We are told that driving cars on today’s highways involves ethical problems. Do we fulfill our responsibility of helping our youth meet this problem by quoting, “Thou shalt not kill”? The law requires thirty clock hours of classroom teaching and only six hours of behind-the-wheel training. Only one-sixth of the time is devoted to the actual skill of driving. The thirty clock hours of classroom teaching is designed to make a good citizen behind the wheel. The character of the driver is considered most important. If such is the case one can readily understand why a school concludes that such a course is within the proper sphere of Christian education.

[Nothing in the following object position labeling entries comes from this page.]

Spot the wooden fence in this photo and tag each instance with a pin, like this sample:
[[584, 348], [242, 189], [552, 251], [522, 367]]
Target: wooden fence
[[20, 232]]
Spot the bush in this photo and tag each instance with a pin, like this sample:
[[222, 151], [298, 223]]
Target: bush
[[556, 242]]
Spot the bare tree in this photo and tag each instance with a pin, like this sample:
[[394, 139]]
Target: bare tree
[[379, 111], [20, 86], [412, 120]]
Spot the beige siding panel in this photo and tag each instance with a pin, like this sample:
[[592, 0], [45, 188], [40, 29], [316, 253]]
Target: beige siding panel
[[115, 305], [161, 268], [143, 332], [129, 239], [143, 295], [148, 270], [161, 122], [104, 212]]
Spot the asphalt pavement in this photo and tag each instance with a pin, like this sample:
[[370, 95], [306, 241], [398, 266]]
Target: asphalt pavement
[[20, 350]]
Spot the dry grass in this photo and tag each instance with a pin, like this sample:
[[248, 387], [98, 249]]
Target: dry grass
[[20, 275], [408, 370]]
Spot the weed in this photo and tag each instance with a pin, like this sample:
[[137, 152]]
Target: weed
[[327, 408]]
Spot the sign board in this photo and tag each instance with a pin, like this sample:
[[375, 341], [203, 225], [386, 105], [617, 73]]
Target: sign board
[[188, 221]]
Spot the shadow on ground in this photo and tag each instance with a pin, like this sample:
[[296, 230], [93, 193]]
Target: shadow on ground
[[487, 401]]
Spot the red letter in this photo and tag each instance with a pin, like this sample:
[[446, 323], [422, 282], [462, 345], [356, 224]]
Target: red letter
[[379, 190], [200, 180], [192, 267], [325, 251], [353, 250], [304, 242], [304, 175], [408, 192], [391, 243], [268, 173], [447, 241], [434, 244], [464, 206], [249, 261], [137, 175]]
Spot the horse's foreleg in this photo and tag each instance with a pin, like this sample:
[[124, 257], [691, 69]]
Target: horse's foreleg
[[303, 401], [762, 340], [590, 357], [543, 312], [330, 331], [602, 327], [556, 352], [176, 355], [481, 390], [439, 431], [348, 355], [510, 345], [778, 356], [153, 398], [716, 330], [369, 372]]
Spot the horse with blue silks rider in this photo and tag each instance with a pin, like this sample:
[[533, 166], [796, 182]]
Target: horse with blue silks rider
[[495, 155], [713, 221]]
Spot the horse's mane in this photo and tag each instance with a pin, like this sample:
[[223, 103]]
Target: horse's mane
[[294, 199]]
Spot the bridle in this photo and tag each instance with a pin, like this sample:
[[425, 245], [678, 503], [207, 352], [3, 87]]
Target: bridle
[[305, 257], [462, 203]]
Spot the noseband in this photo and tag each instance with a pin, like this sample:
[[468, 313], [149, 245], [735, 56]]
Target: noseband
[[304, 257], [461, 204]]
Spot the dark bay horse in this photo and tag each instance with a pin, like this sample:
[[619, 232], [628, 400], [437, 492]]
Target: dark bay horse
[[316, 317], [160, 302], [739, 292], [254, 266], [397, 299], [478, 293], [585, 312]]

Rather than build a false dichotomy between the physical and the intellectual, we can better serve our schools by improving the academic training and developing a higher respect for scholarly pursuits. Calvin College can help us in this by demanding academically trained students. As things now stand the principal may say to a pre-college student, “You need two years of a foreign language and four years of English for our pre-college course.” But the student receiving the counseling can correctly answer, “I can get into Calvin without your precollege requirements.”